# Unit 4 - Noisy data
---
1. [Histograms](#section1)
2. [Standard deviation](#section2)
3. [Boxplots](#section3)


In [31]:
import pandas as pd
import numpy as np

<a id='section1'></a>

### 1. Histograms

#### Gym example

Taken from: https://data36.com/plot-histogram-python-pandas/

In [3]:
mu = 168 #mean
sigma = 5 #stddev
sample = 250
np.random.seed(0)
height_f = np.random.normal(mu, sigma, sample).astype(int)

In [4]:
mu = 176 #mean
sigma = 6 #stddev
sample = 250
np.random.seed(1)
height_m = np.random.normal(mu, sigma, sample).astype(int)

In [None]:
gym = pd.DataFrame({'height_f': height_f, 'height_m': height_m})
gym.head(7)

To begin with - why a histogram?

This is what happens if we just plot lines:

In [None]:
gym.plot()

Ummm.. it's very messy. 

#### Different histograms:

In [None]:
gym.hist('height_f')

In [None]:
gym.hist(bins=5)

In [None]:
gym.plot.hist(bins=20)

In [None]:
gym.plot.hist(bins=20, alpha=0.7)

---
#### Back to our vaccinations data:

In [None]:
url = 'https://raw.githubusercontent.com/owid/covid-19-data/master/public/data/vaccinations/vaccinations.csv'
vacc_df = pd.read_csv(url) 
vacc_df.head(2)

#### Look at data for different countries
#### Use `groupby()` to group according to location

#### Attempt #1 - what is wrong?

In [None]:
vacc_df.groupby('location')[['total_vaccinations','daily_vaccinations','people_fully_vaccinated','people_fully_vaccinated_per_hundred']].max()

#### Attempt #2 

#### Is this better?

In [None]:
vacc_df.fillna('0').groupby('location')[['total_vaccinations','daily_vaccinations','people_fully_vaccinated','people_fully_vaccinated_per_hundred']].max()
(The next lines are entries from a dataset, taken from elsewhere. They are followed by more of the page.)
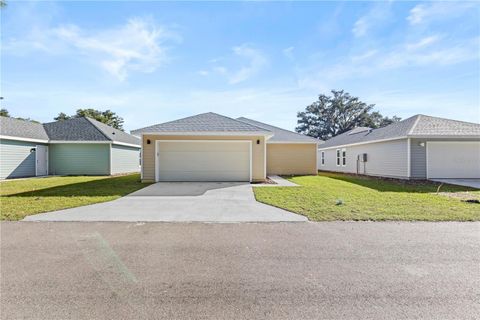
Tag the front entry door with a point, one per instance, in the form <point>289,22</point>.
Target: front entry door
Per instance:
<point>41,155</point>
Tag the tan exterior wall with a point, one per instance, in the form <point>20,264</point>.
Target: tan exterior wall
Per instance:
<point>293,158</point>
<point>258,153</point>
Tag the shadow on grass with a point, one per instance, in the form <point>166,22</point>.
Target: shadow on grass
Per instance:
<point>395,185</point>
<point>116,186</point>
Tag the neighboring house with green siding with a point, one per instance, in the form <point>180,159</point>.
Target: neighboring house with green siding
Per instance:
<point>78,146</point>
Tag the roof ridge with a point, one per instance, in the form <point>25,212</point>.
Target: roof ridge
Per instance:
<point>271,126</point>
<point>414,124</point>
<point>96,127</point>
<point>238,120</point>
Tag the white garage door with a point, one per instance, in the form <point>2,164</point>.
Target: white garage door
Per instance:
<point>453,159</point>
<point>203,160</point>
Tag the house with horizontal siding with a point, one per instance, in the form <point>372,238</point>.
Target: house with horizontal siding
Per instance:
<point>213,147</point>
<point>420,147</point>
<point>77,146</point>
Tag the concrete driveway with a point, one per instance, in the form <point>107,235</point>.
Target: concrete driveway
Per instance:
<point>330,270</point>
<point>473,183</point>
<point>179,202</point>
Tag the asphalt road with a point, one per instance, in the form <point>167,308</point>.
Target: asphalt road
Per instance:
<point>338,270</point>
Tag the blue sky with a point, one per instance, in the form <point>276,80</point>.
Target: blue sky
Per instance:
<point>158,61</point>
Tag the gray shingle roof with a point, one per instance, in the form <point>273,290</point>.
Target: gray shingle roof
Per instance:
<point>280,134</point>
<point>428,125</point>
<point>416,126</point>
<point>114,134</point>
<point>23,129</point>
<point>76,129</point>
<point>205,122</point>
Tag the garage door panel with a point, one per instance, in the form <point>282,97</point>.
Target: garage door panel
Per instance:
<point>203,175</point>
<point>231,160</point>
<point>203,161</point>
<point>453,159</point>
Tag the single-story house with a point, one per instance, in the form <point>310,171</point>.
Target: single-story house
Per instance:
<point>420,147</point>
<point>78,146</point>
<point>212,147</point>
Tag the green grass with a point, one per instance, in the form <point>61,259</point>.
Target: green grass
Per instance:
<point>21,198</point>
<point>365,198</point>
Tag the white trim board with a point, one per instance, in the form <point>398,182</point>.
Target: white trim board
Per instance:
<point>209,133</point>
<point>292,142</point>
<point>360,143</point>
<point>127,144</point>
<point>22,139</point>
<point>157,177</point>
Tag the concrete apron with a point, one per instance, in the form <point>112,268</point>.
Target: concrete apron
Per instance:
<point>179,202</point>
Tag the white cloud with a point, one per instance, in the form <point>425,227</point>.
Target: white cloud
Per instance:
<point>360,27</point>
<point>255,61</point>
<point>439,10</point>
<point>365,55</point>
<point>288,52</point>
<point>136,46</point>
<point>139,45</point>
<point>424,42</point>
<point>377,16</point>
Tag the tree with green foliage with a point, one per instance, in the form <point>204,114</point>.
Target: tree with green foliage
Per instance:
<point>330,116</point>
<point>4,112</point>
<point>61,116</point>
<point>108,117</point>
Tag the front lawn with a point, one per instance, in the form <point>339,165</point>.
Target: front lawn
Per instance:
<point>331,196</point>
<point>21,198</point>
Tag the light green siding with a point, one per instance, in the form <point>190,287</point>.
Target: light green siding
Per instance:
<point>125,159</point>
<point>16,159</point>
<point>79,159</point>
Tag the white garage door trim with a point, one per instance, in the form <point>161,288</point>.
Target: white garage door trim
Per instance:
<point>428,147</point>
<point>157,142</point>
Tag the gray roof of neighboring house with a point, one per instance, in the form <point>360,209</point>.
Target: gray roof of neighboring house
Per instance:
<point>416,126</point>
<point>21,128</point>
<point>75,129</point>
<point>205,122</point>
<point>281,135</point>
<point>114,134</point>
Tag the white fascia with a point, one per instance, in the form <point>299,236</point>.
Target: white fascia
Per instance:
<point>22,139</point>
<point>360,143</point>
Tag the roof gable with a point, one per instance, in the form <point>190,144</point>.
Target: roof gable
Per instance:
<point>427,125</point>
<point>86,129</point>
<point>416,126</point>
<point>75,129</point>
<point>22,129</point>
<point>393,131</point>
<point>114,134</point>
<point>205,122</point>
<point>279,134</point>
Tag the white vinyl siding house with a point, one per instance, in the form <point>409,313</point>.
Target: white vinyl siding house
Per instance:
<point>387,159</point>
<point>420,147</point>
<point>17,159</point>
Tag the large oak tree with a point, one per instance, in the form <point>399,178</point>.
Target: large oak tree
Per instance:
<point>332,115</point>
<point>108,117</point>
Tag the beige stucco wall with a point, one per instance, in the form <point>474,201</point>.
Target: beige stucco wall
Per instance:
<point>258,153</point>
<point>286,159</point>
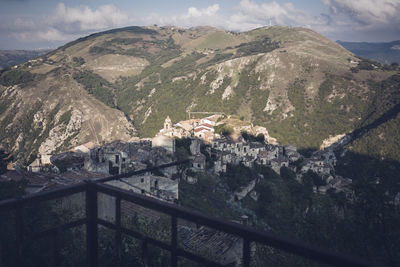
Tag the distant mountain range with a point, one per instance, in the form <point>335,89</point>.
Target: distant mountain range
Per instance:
<point>123,83</point>
<point>382,52</point>
<point>14,57</point>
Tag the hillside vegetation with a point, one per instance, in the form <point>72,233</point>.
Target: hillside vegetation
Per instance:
<point>298,84</point>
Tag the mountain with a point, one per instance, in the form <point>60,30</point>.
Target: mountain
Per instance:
<point>121,83</point>
<point>14,57</point>
<point>386,53</point>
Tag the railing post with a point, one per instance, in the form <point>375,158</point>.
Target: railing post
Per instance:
<point>145,252</point>
<point>19,231</point>
<point>56,254</point>
<point>174,241</point>
<point>246,252</point>
<point>118,238</point>
<point>91,225</point>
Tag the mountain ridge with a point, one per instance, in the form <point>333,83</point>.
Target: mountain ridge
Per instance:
<point>298,84</point>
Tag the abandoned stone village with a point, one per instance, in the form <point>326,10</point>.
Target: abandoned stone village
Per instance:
<point>90,161</point>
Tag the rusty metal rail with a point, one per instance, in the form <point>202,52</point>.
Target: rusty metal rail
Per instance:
<point>92,188</point>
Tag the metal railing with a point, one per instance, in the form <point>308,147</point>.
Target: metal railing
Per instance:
<point>92,188</point>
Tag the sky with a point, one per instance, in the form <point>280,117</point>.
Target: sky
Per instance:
<point>34,24</point>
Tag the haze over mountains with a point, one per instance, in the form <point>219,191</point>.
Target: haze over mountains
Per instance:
<point>122,83</point>
<point>387,53</point>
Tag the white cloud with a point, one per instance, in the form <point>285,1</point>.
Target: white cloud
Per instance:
<point>367,11</point>
<point>251,14</point>
<point>369,20</point>
<point>192,17</point>
<point>66,24</point>
<point>86,19</point>
<point>209,11</point>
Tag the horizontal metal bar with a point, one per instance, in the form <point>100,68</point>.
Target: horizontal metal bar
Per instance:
<point>137,235</point>
<point>43,196</point>
<point>161,244</point>
<point>196,258</point>
<point>129,174</point>
<point>286,244</point>
<point>58,228</point>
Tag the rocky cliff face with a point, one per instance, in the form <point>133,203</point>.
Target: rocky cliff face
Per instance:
<point>302,87</point>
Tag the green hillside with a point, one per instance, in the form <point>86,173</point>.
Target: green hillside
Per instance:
<point>298,84</point>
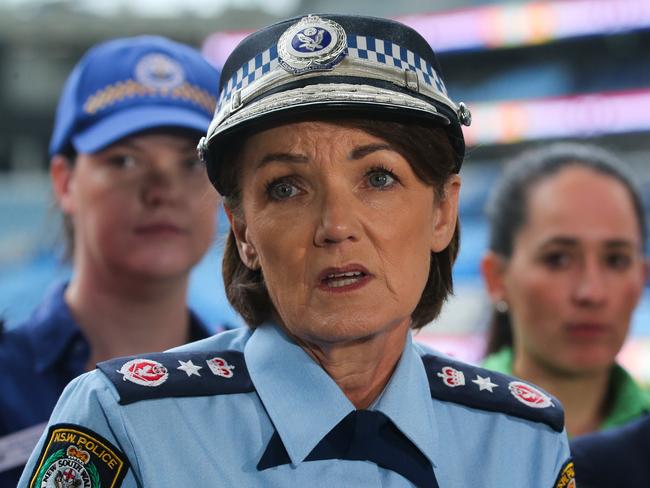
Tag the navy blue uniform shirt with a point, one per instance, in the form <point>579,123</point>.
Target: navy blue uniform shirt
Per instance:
<point>617,457</point>
<point>37,360</point>
<point>251,408</point>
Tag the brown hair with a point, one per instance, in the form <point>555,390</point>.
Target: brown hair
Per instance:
<point>433,160</point>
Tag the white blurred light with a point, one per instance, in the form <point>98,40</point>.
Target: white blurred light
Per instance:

#### Attempt #3 - change the 0 from string to int, and finally, it works :-)

In [None]:
vacc_df.fillna(0).groupby('location')[['total_vaccinations','daily_vaccinations','people_fully_vaccinated','people_fully_vaccinated_per_hundred']].max()

#### The `world` row shouldn't be there. Remove it using `.drop()` and `.index() :

In [16]:
vacc_df.drop(vacc_df.loc[vacc_df.location == 'World'].index, inplace = True)

---
#### Your turn:
>What do you think `.index` does? Why is it there? How can you find out?
---

Before we continue, just assign this long row to a new dataframe, will be easier

In [None]:
grouped_df = vacc_df.fillna(0).groupby('location')[['total_vaccinations','daily_vaccinations','people_fully_vaccinated','people_fully_vaccinated_per_hundred']].max().copy()
grouped_df.tail()

#### sort the values using 'sort_values()`

In [None]:
grouped_df.sort_values('people_fully_vaccinated_per_hundred', ascending = False).head(10)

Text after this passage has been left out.